Two struggling teens develop an unlikely relationship in a moving exploration of grief, suicide and young love.

Violet, a writer and member of the popular crowd, has withdrawn from her friends and from school activities since her sister died in a car accident nine months earlier. Finch, known to his classmates as "Theodore Freak," is famously impulsive and eccentric. Following their meeting in the school bell tower, Finch makes it his mission to re-engage Violet with the world, partially through a school project that sends them to offbeat Indiana landmarks and partially through simple persistence. (Violet and Finch live, fortunately for all involved, in the sort of romantic universe where his throwing rocks at her window in the middle of the night comes off more charming than stalker-esque.) The teens alternate narration chapter by chapter, each in a unique and well-realized voice.
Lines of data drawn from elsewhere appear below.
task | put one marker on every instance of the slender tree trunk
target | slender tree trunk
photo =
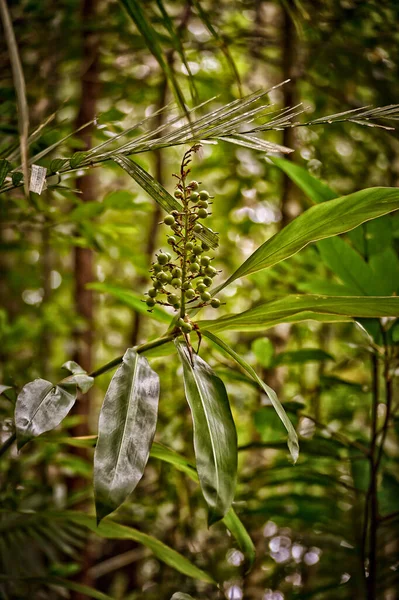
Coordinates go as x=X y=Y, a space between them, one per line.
x=83 y=257
x=289 y=58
Finch's self-destructive streak and suicidal impulses are never far from the surface, and the chapters he narrates are interspersed with facts about suicide methods and quotations from Virginia Woolf and poet Cesare Pavese. When the story inevitably turns tragic, a cast of carefully drawn side characters brings to life both the pain of loss and the possibility of moving forward, though some notes of hope are more believable than others.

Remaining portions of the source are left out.